Reformasinya termasuk perombakan aturan pencatatan Inggris, mengendurkan pembatasan struktur saham kelas ganda yang disukai pendiri yang ingin mempertahankan kendali perusahaan setelah mereka mencatatkan saham dan mengurangi jumlah transaksi yang memerlukan persetujuan pemegang saham.
Beberapa investor telah memperingatkan bahwa proposal tersebut berisiko merusak reputasi Inggris untuk tata kelola perusahaan dan merugikan daya tariknya sebagai pusat keuangan.
Hunt menolak kekhawatiran atas aliran tawaran pengambilalihan untuk perusahaan-perusahaan Inggris, dipicu sebagian oleh harga saham yang lesu.
“Perusahaan besar yang IPO dan kemudian menjadi swasta adalah bagian dari bagaimana kapitalisme bekerja,” kata Hunt. “Dan, seringkali, perusahaan ekuitas swasta yang dikelola dengan baik benar-benar dapat mengubah bisnis selama empat atau lima tahun.

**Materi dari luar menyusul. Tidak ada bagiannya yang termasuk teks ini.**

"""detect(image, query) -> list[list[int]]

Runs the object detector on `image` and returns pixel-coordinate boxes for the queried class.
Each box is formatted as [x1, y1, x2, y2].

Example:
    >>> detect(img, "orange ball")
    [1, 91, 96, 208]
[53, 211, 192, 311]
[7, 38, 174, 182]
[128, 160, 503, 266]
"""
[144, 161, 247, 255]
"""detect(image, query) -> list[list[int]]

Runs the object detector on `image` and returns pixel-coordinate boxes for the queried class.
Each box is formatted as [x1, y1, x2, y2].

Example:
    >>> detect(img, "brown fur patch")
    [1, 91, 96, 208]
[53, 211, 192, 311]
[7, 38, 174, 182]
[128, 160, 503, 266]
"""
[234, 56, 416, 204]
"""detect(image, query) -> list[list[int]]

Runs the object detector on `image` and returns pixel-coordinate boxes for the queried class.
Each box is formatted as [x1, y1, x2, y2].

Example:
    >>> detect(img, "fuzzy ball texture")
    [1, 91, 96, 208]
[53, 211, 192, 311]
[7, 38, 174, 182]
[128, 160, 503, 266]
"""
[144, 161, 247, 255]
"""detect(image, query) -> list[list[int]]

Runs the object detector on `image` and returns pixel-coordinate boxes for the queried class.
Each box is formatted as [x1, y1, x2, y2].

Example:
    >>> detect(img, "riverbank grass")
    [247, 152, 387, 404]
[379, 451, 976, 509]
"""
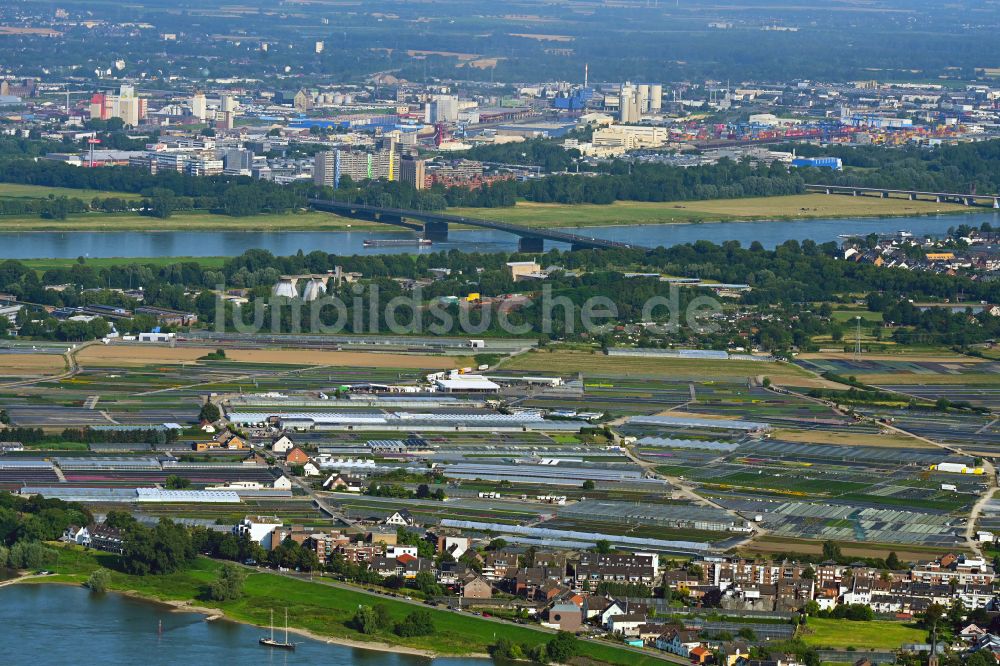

Jadi itu sama sekali tidak boleh membuat kita khawatir, jika itu terjadi pada beberapa perusahaan besar Inggris yang bagus.”
Nilai tawaran untuk perusahaan-perusahaan yang terdaftar di London tahun ini mencapai level tertinggi sejak 2018, menurut data Dealogic, dengan sebagian besar berasal dari pembeli asing yang memanfaatkan valuasi yang relatif rendah.
Firma ekuitas swasta AS Thoma Bravo telah setuju untuk membeli perusahaan keamanan siber Darktrace dalam kesepakatan senilai £4,3 miliar, sementara pertambangan FTSE 100 Anglo American dan International Distributions Services, pemilik Royal Mail, juga menjadi target bagi pihak asing.
“Ketika berbicara tentang seseorang seperti Darktrace, apa yang ingin saya pastikan adalah bahwa jika orang-orang yang membentuk Darktrace ingin sebesar dalam hal valuasi seperti Amazon atau Google atau Microsoft, mereka dapat melakukannya di Inggris,” tambah Hunt.
Dia mengutip keputusan Sir Demis Hassabis untuk menjual DeepMind, laboratorium kecerdasan buatan Inggris, kepada Google pada tahun 2014. Mustafa Suleyman, salah satu rekan pendiri Hassabis, mengatakan tahun lalu bahwa Inggris seharusnya “lebih mendorong investasi skala besar, lebih mendukung pengambilan risiko”.
Hunt mengatakan: “Saya ingin memastikan bahwa para Demis di masa depan merasa yakin bahwa, jika mereka ingin, mereka dapat mengumpulkan modal di sini di London untuk tetap independen sehingga pada akhirnya Inggris mendapatkan pemain teknologi raksasa itu.”